For me, it is not even a relationship, because there is no separation between the two. It was literature that first led me to Zen, and since then as much of my practice has taken place with pen or keyboard as with the meditation cushion.
I once told a pianist, who was unhappy, "I see how you are when you're playing the piano. If you can take that with you when you get up from the piano stool, you won't suffer." When playing the piano, this person just played the piano, with no notion of self, while being entirely present, and so was free.
It was writing that let me see what was real. I wrote books that other people considered to be wise and compassionate, and I could see that they were. But I, who had written the books, was not wise and was not compassionate. So where did the books come from? Whose was the wisdom and compassion?
Over the years, my self-centered, neurotic behavior varied, but there was something that was constant: When I got out of the way and let the writing happen, there was wisdom and compassion. So, I realized that there was always wisdom and compassion, and that it was only my attachment to self that kept me from seeing it, just as dirt on a window keeps us from seeing the sunlit day outside.

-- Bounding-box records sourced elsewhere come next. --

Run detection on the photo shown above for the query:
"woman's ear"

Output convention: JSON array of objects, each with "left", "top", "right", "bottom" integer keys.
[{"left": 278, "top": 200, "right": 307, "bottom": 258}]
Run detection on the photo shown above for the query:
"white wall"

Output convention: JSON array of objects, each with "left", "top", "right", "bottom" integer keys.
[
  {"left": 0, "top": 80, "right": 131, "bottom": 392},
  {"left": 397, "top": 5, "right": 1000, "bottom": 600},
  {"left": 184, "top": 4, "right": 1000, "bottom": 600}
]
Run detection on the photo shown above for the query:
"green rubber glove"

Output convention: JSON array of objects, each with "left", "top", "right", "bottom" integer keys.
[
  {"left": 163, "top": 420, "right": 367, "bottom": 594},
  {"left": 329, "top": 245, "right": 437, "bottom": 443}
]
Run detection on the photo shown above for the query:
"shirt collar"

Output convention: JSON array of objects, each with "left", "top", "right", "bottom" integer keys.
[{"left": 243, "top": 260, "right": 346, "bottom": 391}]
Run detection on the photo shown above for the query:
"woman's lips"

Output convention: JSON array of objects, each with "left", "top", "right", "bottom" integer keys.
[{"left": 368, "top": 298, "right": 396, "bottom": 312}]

By writing as well as meditating, I realized that my desire to stop being self-centered was itself a self-centered desire, and that my desire for wisdom was materialistic and unwise. I realized that wisdom and compassion were not things I could have - instead, wisdom and compassion had me, and when I gave myself over to them when writing, the window was wiped clean. The dog does not have Buddha-nature; Buddha-nature has the dog.